Jim Hollifield is an international scholar and policy analyst who has spent 35 years studying the impact of migration on communities around the globe. “Immigration is hardwired into our political and economic DNA,” says Hollifield, a political science professor at Southern Methodist University and director of SMU’s John Goodwin Tower Center. “If you look at our national motto, it’s ‘Out of many, one.’ And throughout our history we’ve either been happy with the many, or worried about the many. It’s a political cycle.”
The United States needs immigration, he says, for social, cultural and economic reasons. But the concern over the ‘many’ is oftentimes misinformed. Immigrants are generally hardworking, ambitious people, he says: “It takes a lot of motivation and skill to pick up and move over long distances. Immigration is a risky thing. But if you’re going to make that move, it means that you’re a little different from the average person, and the United States benefits because these highly self-selected, entrepreneurial immigrants are coming here. That’s the pure economics of this.” Additionally, immigrant workers don’t threaten the livelihoods of American-born citizens, Hollifield says: “Immigrants — including illegal immigrants — do not take jobs from native workers. It’s one of the biggest fallacies when you look at this conversation. Immigrant workers are compliments to the labor market, not substitutes.”
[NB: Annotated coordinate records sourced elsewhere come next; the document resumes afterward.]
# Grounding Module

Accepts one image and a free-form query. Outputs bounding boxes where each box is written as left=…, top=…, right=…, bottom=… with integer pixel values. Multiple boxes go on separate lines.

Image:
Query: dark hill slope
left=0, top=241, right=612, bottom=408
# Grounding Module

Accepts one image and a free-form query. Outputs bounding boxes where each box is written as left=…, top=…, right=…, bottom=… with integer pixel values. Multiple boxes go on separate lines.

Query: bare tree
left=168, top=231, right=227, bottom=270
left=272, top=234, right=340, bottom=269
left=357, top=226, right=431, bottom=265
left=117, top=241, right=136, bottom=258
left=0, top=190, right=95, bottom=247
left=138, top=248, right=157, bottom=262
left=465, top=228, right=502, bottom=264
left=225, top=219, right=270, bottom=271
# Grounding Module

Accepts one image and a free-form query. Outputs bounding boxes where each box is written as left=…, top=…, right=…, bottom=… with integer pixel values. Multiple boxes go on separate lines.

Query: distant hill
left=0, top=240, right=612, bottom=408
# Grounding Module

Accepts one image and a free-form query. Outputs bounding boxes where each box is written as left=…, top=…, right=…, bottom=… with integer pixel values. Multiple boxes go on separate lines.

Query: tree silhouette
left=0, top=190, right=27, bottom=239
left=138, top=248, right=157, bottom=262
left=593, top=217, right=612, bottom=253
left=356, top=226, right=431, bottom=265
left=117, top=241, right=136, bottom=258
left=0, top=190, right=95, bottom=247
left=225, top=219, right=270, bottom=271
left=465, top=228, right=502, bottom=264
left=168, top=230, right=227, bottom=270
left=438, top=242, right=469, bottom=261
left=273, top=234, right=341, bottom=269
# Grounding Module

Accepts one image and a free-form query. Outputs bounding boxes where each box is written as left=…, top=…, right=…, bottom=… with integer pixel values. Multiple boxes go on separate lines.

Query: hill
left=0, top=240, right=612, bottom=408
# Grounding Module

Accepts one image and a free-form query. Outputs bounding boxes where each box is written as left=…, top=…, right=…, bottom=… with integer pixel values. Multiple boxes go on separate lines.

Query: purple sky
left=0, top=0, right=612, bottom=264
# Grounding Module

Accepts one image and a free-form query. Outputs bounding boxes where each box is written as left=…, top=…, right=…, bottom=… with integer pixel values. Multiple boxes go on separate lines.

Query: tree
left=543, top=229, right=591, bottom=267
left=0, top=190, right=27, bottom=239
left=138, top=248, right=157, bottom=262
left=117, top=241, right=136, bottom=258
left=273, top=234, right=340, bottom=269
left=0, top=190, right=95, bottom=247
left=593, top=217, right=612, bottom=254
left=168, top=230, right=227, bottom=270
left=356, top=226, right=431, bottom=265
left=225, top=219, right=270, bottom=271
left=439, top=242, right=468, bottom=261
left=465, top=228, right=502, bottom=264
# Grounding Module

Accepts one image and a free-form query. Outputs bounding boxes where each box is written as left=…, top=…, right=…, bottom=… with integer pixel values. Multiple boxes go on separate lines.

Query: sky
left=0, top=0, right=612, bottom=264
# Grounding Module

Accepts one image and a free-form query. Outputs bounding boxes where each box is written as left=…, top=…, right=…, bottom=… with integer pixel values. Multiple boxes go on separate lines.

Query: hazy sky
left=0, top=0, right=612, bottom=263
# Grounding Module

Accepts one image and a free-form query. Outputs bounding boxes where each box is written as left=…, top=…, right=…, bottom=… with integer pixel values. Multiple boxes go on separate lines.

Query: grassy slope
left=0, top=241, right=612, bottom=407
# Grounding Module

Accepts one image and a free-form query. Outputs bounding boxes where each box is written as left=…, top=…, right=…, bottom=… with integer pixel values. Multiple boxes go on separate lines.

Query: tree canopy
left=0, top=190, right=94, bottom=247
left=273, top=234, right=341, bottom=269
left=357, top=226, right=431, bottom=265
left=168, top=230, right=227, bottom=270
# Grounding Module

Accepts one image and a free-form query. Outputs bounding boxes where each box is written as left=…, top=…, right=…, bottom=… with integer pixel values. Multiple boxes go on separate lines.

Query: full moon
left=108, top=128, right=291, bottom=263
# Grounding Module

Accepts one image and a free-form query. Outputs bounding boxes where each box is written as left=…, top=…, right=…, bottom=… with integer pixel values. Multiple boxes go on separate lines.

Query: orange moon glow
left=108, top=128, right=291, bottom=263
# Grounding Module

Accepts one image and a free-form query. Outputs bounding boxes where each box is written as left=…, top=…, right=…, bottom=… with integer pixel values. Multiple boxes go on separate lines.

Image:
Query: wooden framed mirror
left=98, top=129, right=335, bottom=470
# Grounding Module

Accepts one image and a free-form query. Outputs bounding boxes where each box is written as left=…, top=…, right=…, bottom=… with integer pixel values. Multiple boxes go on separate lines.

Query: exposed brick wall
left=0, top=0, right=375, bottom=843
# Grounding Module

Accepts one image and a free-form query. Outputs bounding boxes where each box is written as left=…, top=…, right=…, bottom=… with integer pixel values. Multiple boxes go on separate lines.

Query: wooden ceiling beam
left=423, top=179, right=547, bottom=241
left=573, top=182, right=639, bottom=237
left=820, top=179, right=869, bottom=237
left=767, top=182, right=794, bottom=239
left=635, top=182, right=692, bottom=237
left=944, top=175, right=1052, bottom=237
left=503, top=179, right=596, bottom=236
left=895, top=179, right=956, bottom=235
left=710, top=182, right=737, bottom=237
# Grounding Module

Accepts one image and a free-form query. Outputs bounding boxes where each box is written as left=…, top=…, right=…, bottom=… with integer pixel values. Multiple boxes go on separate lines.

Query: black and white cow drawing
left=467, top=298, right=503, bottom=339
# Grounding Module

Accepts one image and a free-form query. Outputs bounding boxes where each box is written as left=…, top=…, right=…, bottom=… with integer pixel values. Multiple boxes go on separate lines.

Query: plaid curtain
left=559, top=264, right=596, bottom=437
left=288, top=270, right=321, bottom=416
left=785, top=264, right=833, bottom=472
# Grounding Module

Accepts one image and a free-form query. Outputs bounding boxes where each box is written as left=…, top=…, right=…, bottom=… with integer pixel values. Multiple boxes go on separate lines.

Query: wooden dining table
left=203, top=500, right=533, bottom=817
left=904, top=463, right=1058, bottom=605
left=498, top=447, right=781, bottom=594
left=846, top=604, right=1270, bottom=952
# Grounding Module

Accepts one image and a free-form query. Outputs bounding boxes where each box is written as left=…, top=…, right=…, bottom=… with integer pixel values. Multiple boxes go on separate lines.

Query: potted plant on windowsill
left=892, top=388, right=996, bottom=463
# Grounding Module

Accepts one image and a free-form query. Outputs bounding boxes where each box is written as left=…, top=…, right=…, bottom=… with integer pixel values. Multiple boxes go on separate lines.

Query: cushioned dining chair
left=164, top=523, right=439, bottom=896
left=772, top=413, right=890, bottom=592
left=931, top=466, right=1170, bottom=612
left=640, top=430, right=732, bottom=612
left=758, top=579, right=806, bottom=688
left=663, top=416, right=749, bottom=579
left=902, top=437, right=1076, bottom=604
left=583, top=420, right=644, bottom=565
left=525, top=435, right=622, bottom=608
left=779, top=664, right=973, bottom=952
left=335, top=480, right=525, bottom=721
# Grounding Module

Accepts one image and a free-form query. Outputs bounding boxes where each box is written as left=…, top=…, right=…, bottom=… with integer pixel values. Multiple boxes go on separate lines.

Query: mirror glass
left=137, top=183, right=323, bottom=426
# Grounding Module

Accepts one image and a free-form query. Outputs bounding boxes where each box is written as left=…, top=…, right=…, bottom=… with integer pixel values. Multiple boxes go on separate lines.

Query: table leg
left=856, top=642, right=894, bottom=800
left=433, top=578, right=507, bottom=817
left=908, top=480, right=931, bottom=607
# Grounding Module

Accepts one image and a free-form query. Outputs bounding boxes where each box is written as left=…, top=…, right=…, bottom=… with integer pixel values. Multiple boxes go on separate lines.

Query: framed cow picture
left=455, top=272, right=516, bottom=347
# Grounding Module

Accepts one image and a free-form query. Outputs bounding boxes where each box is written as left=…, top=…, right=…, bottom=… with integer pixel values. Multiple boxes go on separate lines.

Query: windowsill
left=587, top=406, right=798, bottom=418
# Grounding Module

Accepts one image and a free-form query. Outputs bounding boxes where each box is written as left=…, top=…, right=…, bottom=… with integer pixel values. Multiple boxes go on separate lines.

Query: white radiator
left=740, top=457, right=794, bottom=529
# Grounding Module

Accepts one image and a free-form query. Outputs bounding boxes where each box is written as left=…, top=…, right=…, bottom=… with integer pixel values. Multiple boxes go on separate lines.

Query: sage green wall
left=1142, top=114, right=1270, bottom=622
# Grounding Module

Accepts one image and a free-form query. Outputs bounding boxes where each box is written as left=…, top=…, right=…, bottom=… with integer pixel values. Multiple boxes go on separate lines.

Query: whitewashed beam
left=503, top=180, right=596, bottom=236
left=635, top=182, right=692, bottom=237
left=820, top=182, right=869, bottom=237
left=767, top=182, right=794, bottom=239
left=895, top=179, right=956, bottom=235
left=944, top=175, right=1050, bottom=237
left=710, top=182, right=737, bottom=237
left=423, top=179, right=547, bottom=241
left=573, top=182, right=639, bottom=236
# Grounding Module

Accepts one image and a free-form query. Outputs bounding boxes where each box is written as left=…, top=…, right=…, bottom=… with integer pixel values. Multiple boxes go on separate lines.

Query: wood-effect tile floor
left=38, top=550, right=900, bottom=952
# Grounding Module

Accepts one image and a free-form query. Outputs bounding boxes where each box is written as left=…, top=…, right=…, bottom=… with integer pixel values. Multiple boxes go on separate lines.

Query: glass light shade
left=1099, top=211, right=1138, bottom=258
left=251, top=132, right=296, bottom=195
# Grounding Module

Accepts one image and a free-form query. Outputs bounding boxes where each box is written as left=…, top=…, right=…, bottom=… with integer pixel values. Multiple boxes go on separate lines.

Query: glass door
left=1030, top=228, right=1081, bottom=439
We need a policy that balances the economic and social needs of the United States, while respecting the rights of immigrants and giving them a path to full membership and citizenship.
Still, as important as the economics of immigration are, Hollifield adds that we have a responsibility to treat immigrants with the same high standards we hold for citizens. “Immigration isn’t just about economics — it’s about identity, politics. It’s about our society, and it’s about a social contract,” he says. “If you are going to bring people into your country to work and you have a liberal society where freedom and rights are going to be respected, then those people have to have some prospect of acquiring rights and settling and becoming citizens. If you don’t deal with the status question, you are going to run into problems, and that’s where the United States has failed. We cannot have 11 million people living in our country illegally. It’s detrimental to our society and the immigrants themselves.”
Hollifield says that in the short term we need to fix the status of the undocumented immigrants currently living in the country. “Legalize and regularize this population,” he says. “You’re not going to deport this population; our system is not going to tolerate that. How quickly we put them on a path to citizenship, that’s an open question. But we need to let them live and work here legally. In the long-term we need an immigration policy that works for our national interest, with sufficient visas for those who want to come here to work and for whom there is high demand. In the words of former President George W. Bush, we need to ‘match willing workers with willing employers.’ We need a policy that balances the economic and social needs of the United States, while respecting the rights of immigrants and giving them a path to full membership and citizenship. Only then will we gain the full benefits of immigration.”